Höchst kalkuliert dagegen gehen die Rückversicherer mit Maximalrisiken um, die Munich Re an der Spitze der Branche, 2020 mit einem Bruttoumsatz von 37,3 Milliarden Euro. Sie sind Global Player des Risikos, versichern die Versicherungen gegen mögliche Schäden auch in Becks Kategorien von wirtschaftlichen, ökologischen oder terroristischen Katastrophen, die deren Budget deutlich überstiege. Kalkuliert wird durch die höhere Mathematik der Wahrscheinlichkeitsrechnung, mit Ingenieurwissen, Geografie und auch Klimaforschung. Und wenn der wahrscheinliche Höchstschaden ins Gigantische wächst, wird die Versicherung eben noch mal geteilt, in ein ganzes Netz aus Rückversicherern, kalkulierte Abfederung des Risikos durch Verteilung also. Klingt wie im Spielcasino, wo ja auch die Wahrscheinlichkeiten beim Roulette genau zu beziffern sind.

Die Wirklichkeit des Risikos aber ist bislang viel mehr wie beim Pokern, wo zu diesen, gemessen an den aufgedeckten Karten jedenfalls, feststehenden Zahlen ja noch ein entscheidender Faktor hinzukommt: der Mensch. Mit seiner komplexen Psychologie. Und darum muss zum Schluss auch Gerd Gigerenzer zu Wort kommen, deutscher Psychologe, der sich sein Forscherleben lang unter anderem beim Max-Planck-Institut vor allem auch mit Risikoverhalten beschäftigt hat. Und der kann nicht nur aktuell einleuchtende Beispiele erzählen dafür, wie man sich in Gefahr bringt, gerade wenn man auf Nummer sicher gehen will: „Viele Menschen haben gezögert, sich mit AstraZeneca gegen Corona impfen zu lassen und warteten lieber ab, bis sie den Biontech-Impfstoff bekamen. Man versuchte, das sehr kleine Risiko einer schweren Hirnvenenthrombose zu vermeiden und ging dabei unter Umständen das deutlich höhere Risiko ein, sich in der Wartezeit mit Covid-19 zu infizieren und womöglich auf einer Intensivstation um sein Leben kämpfen zu müssen.“

Risikokompetenz als Voraussetzung für "qualifizierte Entscheidungen"

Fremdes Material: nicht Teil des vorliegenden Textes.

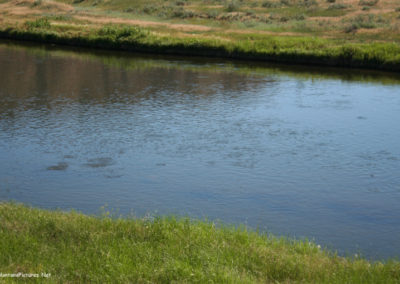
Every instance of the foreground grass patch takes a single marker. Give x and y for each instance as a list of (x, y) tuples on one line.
[(77, 248)]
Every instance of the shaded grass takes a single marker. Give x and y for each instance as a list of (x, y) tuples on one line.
[(290, 49), (77, 248)]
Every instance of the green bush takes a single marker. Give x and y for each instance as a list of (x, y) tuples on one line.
[(41, 23)]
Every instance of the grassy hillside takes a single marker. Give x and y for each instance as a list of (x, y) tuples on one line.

Der 74-Jährige bringt, nicht von ungefähr als Botschaft für die Bundeszentrale für politische Bildung, auch zwei wichtige Kalküle zusammen. 1.: „Die Welt, wie wir sie kennen, würde nicht existieren, wären Menschen nicht immer wieder Risiken eingegangen. Es gäbe heute keinen Handel und keine Innovationen. Risiken einzugehen, ist ein wesentlicher Motor unserer Zivilisation.“ Damit diese Zivilisation in den jetzigen Risiken aber besteht, muss dazu 2.: „Früher hat man gesagt, warum sollten wir allen Menschen Lesen und Schreiben beibringen? Es reicht doch, wenn einige das verstehen und den anderen sagen, was zu tun ist. Heute ist der informierte Umgang mit Risiken und Ungewissheiten genauso wichtig wie damals Lesen und Schreiben.“ Es geht also um Risikokompetenz als Voraussetzung für „qualifizierte Entscheidungen“, auch als eine Herausforderung für die Zukunft der Demokratie.

Hört sich ziemlich anstrengend an, und zwar für jeden von uns. Aber es geht ja auch nicht nur um den entfernten Anderen, der zu unserem inneren Anderen werden soll. Es geht auch um die Kleinen und Allernächsten, ganz konkret – ob sie nun groß gewachsene Männer sind oder nicht. Denn die Möglichkeiten zu einem zufriedenen Leben jedes Einzelnen werden künftig wohl mehr denn je von uns allen abhängen. Von unserer Risikokompetenz. Von der Bildung der Menschen.